The researchers, from Johns Hopkins Kimmel Cancer Center and The Cancer Institute of New Jersey, found that when the tumor suppressor gene Nkx3.1 malfunctions, prostate cells lose the ability to protect themselves from oxygen damage. Results of the new studies are in the August issue of the journal Cancer Research.
"Normally, cells with functioning Nkx3.1 seem to process oxidative free radicals appropriately," says Theodore L. DeWeese, M.D., a co-author of the study and director of the Department of Radiation Oncology & Molecular Radiation Sciences at Hopkins. "But cells with faulty Nkx3.1 genes cannot manage oxidative injury. Then, their DNA gets damaged, and that leads to other mutations that in turn can bring about cancer."
The researchers specifically found that a key role of Nkx3.1 is to prevent oxidative damage by regulating the expression of other genes. Oxygen causes cellular degeneration through so-called oxidative free radicals --- highly reactive atoms with an unpaired electron that can rip through cells like a bullet. Free radicals are produced as a result of normal body metabolism, and are widely known to be intimately involved in aging, as well as cancer development.
"Our findings provide new insights regarding the relationship between loss of protection against oxidative stress and the initiation of prostate cancer," adds Cory Abate-Shen, Ph.D., senior study author and professor of medicine and neuroscience, member at the Center for Biotechnology and Medicine at UMDNJ-Robert Wood Johnson Medical School. "One key finding is that defects in the oxidative response pathway occur early in prostate cancer development." Abate-Shen also is co-director of the Prostate Cancer Program at the Cancer Institute of New Jersey.

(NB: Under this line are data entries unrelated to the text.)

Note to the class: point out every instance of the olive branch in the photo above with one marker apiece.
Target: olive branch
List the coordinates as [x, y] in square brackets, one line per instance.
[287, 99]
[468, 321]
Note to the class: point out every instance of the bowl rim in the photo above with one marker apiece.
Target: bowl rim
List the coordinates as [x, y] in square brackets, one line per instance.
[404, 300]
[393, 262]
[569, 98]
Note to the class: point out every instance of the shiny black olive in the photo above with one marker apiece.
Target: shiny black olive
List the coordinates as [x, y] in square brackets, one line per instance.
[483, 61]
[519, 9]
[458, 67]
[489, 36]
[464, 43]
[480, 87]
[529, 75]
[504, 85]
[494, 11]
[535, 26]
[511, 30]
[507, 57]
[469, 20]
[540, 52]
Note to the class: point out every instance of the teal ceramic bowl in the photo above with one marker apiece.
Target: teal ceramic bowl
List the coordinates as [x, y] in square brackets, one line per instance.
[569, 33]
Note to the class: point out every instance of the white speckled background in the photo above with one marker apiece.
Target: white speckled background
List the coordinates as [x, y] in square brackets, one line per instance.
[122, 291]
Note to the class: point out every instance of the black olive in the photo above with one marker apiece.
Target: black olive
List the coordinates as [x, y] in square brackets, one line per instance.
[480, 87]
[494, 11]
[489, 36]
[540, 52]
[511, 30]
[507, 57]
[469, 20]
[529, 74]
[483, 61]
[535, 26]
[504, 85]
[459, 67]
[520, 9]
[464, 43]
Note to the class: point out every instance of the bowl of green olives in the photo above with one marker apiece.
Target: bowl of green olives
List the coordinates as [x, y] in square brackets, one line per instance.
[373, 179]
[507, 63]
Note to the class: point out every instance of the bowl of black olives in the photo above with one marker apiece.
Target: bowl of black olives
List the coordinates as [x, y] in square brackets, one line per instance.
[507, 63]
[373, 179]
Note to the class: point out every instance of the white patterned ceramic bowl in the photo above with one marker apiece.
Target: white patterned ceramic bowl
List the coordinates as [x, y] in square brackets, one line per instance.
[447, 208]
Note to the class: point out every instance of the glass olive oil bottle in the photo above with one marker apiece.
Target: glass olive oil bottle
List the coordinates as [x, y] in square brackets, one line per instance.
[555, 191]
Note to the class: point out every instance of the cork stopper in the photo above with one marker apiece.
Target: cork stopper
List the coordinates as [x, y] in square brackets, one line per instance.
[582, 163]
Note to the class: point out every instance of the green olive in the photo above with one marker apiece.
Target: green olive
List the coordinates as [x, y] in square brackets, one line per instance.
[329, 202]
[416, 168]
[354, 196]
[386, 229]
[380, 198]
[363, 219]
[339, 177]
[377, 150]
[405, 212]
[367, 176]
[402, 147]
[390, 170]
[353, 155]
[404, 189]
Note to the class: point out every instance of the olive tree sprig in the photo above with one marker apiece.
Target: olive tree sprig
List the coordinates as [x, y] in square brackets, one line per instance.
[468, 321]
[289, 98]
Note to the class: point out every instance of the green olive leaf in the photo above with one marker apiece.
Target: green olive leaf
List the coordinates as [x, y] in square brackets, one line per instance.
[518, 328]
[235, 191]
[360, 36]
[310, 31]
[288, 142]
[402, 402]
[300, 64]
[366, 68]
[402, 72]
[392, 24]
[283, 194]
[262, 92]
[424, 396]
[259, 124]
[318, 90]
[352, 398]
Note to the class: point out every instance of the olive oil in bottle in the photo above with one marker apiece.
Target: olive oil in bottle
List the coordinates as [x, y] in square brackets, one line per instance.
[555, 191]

For the study, the researchers used a sophisticated computer technique called gene expression profiling to compare in-depth the genetic makeup of mice whose Nkx3.1 gene was disrupted with that of normal mice. The method takes all DNA from the cells and allows scientists to look for aberrations. DeWeese likens it to studying thousands of pages of an encyclopedia simultaneously; trying to identify what pages may have been altered.
They observed that mice with malfunctioning Nkx3.1 incorrectly expressed 638 genes, including those that created a significant reduction in some antioxidant enzymes vital to oxidative damage prevention. These alterations occurred in mice as early as four months of age - well before cellular changes are visible in the mouse prostate. The mutant mice also displayed a fivefold increase in the amount of cancer-related DNA damage, called 8-hydroxy-2'-deoxyguanosine.
Further investigation showed that the progression to prostate cancer as it occurs in mice lacking Nkx3.1 and another tumor suppressor, Pten, correlated with additional deregulation of antioxidants and more profound accumulations of oxidative damage to DNA and protein.
"Mice with defective Nkx3.1 provide a valuable tool for preclinical studies to test whether antioxidants might be useful for prostate cancer prevention," Abate-Shen says and continuing studies will test antioxidants or other agents on the altered mice.
Prostate cancer is the most commonly diagnosed cancer in men and ranks second to lung cancer as the leading cause of cancer death among American men. More than 232,000 cases of prostate cancer are diagnosed and treated annually in the United States, and close to 30,000 men die each year of the disease. Most men over the age of 50 will have some experience with prostate disease -- with either an enlarged prostate or cancer.